14. The method of claim 13, wherein the k-space data is sampled during the gradient-echo imaging protocol by using radio frequency (RF) excitations followed by an echo time resulting in a gradient echo, wherein, during each gradient echo, an imaging k-space line oriented along the frequency encoding direction is sampled.
15. The method of claim 14, wherein the sets of additional k-space lines are acquired within a central region of k-space at intervals throughout the gradient-echo imaging protocol.

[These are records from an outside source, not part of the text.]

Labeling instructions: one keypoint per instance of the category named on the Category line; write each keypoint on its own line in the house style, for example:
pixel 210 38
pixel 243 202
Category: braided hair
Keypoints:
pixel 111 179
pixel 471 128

16. A magnetic resonance imaging apparatus comprising:
a radio frequency controller configured to drive an RF-coil comprising a multi-channel coil array;
a gradient controller configured to control gradient coils; and
a control unit configured to control the radio frequency controller,
wherein the gradient controller is further configured to:
use a gradient-echo imaging protocol, in which spatial encoding is performed using phase encoding gradients along at least one phase encoding direction and frequency encoding gradients along a frequency encoding direction;
sample k-space during the gradient-echo imaging protocol by using radio frequency (RF) excitations followed by an echo time resulting in a gradient echo, wherein, during each gradient echo, an imaging k-space line oriented along the frequency encoding direction is sampled; and
acquire additional k-space lines within a central region of k-space at intervals throughout the gradient-echo imaging protocol,
wherein motion parameters of a field-of-view are estimated using the additional k-space lines, and
wherein the gradient-echo imaging protocol is amended by inserting additional gradient blips after at least some of the RF excitations such that at least one additional gradient echo is generated, allowing for an acquisition of at least one additional k-space line during one echo time.